Memory Hiding Technique Series: Gargoyle

\"\"

introduction

As reflective loading has become the staple vector for staging malware, adversaries rely on in-memory payloads for ensuring both operational security and evasion in the post exploitation phase and to counter such effort we have quite a few robust tools like Moneta and PE-sieve for scanning memories to catch active beacons/agents hidden inside running processes on the system. One major factor considered by the memory scanners to identify anomalies is memory allocation pattern and associated permissions. Lets examine the image below, a seasonal security professional can easily identify the anomaly by simply looking at the Protection and Use column. The infamous RWX enabled Private memory [0x3150000] that has no filebacked mapping or simply called a floating code.

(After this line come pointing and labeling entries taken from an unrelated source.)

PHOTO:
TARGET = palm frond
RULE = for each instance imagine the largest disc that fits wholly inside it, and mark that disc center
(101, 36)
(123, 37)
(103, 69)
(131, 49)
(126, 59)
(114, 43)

This is in fact the most basic form of payload detection heuristics one can use to hunt injected beacons or agents. This memory allocation SCREAMS there is something malicious about it.[ Note: we are only focusing on allocations in native process with no CLR loaded.] There are two ways we can solve this issue:

  • Tackling allocation issue: This article will address this specific issue, for starters there are number of techniques employed by modern C2s and sophisticated malwares to hide executable code in the memory by making the code look like it is residing in a non executable region of the memory. This is done by using VirtualProtectEx/VirtualProtect api to modify the permission of the executing code, just by flipping RWX to RW. But this is not as simple as it seems, an executing code cannot simply alter its own permission from executing to non executing while its running as it will lead to a crash. This can be done through clever use of AsynchronousProcedureCalls on the system as we will see shortly. This technique is normally called Sleep Obfuscation, commercial C2 platforms encrypt the contents in the memory allocation as an additional step hence the \”obfuscation\”. The Gargoyle technique paved the path to more researches in this specific area, we will be looking at a vanilla implementation of Gargoyle in this post.
  • Tackling floating code: At very basic level module stomping can solve this issue, but more capable scanners can identify stomped modules in the memory by comparing the code in the loaded modules with corresponding one on the disk. floating code is beyond scope of this article.

\"\"

Windows Asynchronous Procedure Calls/APC

The idea of Asynchronous IO is realised through a mechanism called Asynchronous Procedure Calls . The thread that performs some IO like writing/reading data on the system has to wait till the IO operation is completed as this is preemptive in nature, this is called a synchronous IO. With help of APCs an asynchronous IO can be performed and we can avoid the wait for the IO operation to finish. We can put the thread into an \”alertable\” state hence the system can assign work to such a thread, ideally the thread is now ready to deal with rest of IO completion without preemption. This is achieved through APC queues, each thread in the running processes has a dedicated APC queue. The code [IO completion routine] that a thread wants to execute, after IO is performed at lower level, can be queued into APC queue by calling following functions:

So when does the system make APC?

To let the system know that thread is ready to take up jobs or IO completion routines, it should put itself in an \”alertable\” state so that the system starts clearing its APC queue by executing routines in it. This is achieved by calling following APIs:

The API QueueUserAPC can be used to enqueue an APC explicitly. Above functions can wait on objects created by the APIs like SetWaitableTimer, ReadFileEx etc. Following list covers all the waitable objects that above apis can wait on:

  • Change notification
  • Console input
  • Event
  • Memory resource notification
  • Mutex
  • Process
  • Semaphore
  • Thread
  • Waitable timer

These objects can be signaled, which means if its a timer then when the set time is elapsed it gets signaled, and if the thread that called the timer is in alertable state then its APC queue is processed by the system.

Gargoyle

The Gargoyle technique is a popular and well documented method used to hide the malware memory from memory scanners by hiding the malware code in Read-Only memory pages. Using this technique malware can execute the instructions in memory pages with RWX permission, later it is reverted back to PAGE_READONLY.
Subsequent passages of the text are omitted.